The attack at Ha-joon’s house is the episode’s darkest escalation so far. Geon-woo begins crying, denies it, then starts addressing someone the others cannot see. He tells them to stay away. He pleads that he does not want to do it. The room shifts from teen investigation headquarters to panic chamber, with everyone trying to restrain him, stop the bleeding, call 119, and keep him alive long enough for help to arrive. Se-ah knocks him down hard enough to stop him, and the episode makes the cost immediate: he survives the moment, but he is unconscious in the hospital, and Se-ah has to live with the knowledge that saving him required hurting him.

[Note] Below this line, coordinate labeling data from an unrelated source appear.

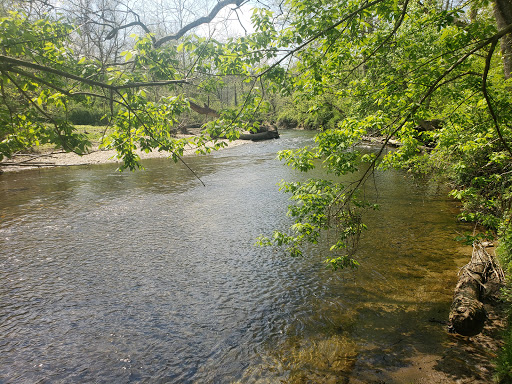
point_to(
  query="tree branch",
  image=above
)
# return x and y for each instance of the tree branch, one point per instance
(83, 80)
(488, 99)
(198, 22)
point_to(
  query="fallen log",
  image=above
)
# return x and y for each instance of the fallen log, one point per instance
(268, 135)
(467, 312)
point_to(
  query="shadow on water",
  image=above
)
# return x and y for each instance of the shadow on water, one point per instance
(150, 277)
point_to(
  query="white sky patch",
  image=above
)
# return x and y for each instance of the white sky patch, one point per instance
(229, 23)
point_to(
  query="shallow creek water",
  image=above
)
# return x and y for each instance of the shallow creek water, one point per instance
(114, 277)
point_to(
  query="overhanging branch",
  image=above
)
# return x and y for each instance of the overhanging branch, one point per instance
(27, 64)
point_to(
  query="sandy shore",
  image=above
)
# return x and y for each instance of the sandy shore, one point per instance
(63, 159)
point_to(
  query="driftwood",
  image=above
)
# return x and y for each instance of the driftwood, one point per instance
(467, 312)
(268, 135)
(203, 110)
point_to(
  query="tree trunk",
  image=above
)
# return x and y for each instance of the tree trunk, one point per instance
(467, 313)
(503, 15)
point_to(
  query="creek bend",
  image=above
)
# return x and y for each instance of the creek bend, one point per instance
(151, 277)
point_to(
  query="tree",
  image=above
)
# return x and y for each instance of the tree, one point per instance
(394, 68)
(429, 75)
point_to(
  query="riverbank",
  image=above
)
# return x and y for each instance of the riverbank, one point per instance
(98, 156)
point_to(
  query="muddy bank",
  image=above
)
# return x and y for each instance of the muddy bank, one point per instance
(66, 159)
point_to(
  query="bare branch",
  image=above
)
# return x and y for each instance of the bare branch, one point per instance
(115, 31)
(198, 22)
(83, 80)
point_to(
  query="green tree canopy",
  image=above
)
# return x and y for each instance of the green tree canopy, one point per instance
(433, 76)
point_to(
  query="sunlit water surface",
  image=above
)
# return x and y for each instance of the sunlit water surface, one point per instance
(114, 277)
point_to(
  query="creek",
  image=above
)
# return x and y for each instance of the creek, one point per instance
(112, 277)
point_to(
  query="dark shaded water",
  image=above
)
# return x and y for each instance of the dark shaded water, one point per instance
(151, 277)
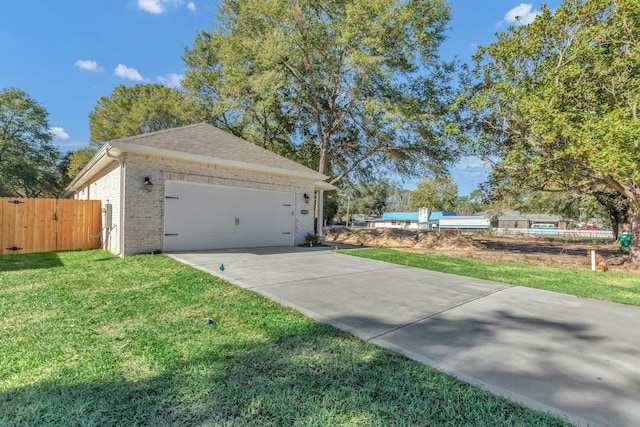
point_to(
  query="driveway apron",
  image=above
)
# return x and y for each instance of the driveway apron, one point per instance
(575, 357)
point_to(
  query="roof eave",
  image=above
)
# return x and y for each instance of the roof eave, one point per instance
(161, 152)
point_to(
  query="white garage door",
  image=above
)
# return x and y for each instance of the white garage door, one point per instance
(201, 216)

The hospital material is smart because it slows the plot down just enough to let the kids notice how absurd their lives have become. Se-ah and Ha-joon talk about waking up worried about ordinary school problems, like being late or getting detention. That detail stings. Less than a day ago, detention counted as a problem. Now one friend is dead, another nearly became a killer, and the only adult who seems to know the curse’s language is calling Ha-joon to tell him not to deprogram anything.
That caller, Kang Ha-young, opens the mythology door without turning the episode into a lore dump. She says Girigo is connected to the Jugu, a shape-shifting conduit for demonic curses that can use letters, pictures, social media, and anything that captures a person’s thoughts. It is a strong horror idea because it broadens the threat without abandoning the phone. The smartphone becomes the latest mask for an old curse, a format teenagers keep in their hands all day.
The cliffhanger works because Se-ah makes the choice everyone fears. While doctors fight to bring Geon-woo back, she installs Girigo, follows the ritual steps, writes down her name and birth date, shows the paper to the camera, records her wish, and sends it. Her wish is not clever or strategic. She asks for Geon-woo to be fully recovered. When Hyeong-wook’s unseen rules continue in voiceover, the fifth step lands like a punch: the timer cannot be stopped. Se-ah knows the cost and does it anyway.
What this hour costs
Episode 2 says the wish is never free because it is never only about the thing requested. Se-ah wishes for canceled training, but what she really wants is a pause from pressure. Hyeong-wook wanted relief from humiliation. Geon-woo becomes vulnerable through his fear that the people he loves secretly ridicule him. Girigo finds the emotional shortcut first, then builds the punishment around it.
That is why Se-ah’s final wish feels heroic and reckless at once. She has more information than Hyeong-wook did. She knows the timer means death. She also knows she cannot sit beside another hospital bed and do nothing while someone she loves slips away. The episode does not make that choice tidy. It makes it teenage, grief-drunk, loyal, and terrifying.
Verdict
If Wishes Could Kill S1E02 is a sharper, meaner follow-up that pushes the premise past cursed-app novelty and into a real ensemble stress test. Some of the exposition around the Jugu arrives a little fast, and Na-ri’s cruelty occasionally pushes right up against melodrama, but the emotional math holds. Every supernatural beat is tied to a social wound: gossip, insecurity, jealousy, guilt, the private fear that your friends are faking their love for you.
The standout is Se-ah, who carries the episode without becoming a saint. She is brave, yes, but she is also panicked, guilty, lonely, and dangerously willing to pay any price if it means she does not have to lose one more person. That final timer stop is the kind of ending that makes you lean forward instead of just logging the twist. The curse has rules. Se-ah has nerve. Episode 3 now has a very nasty race to run.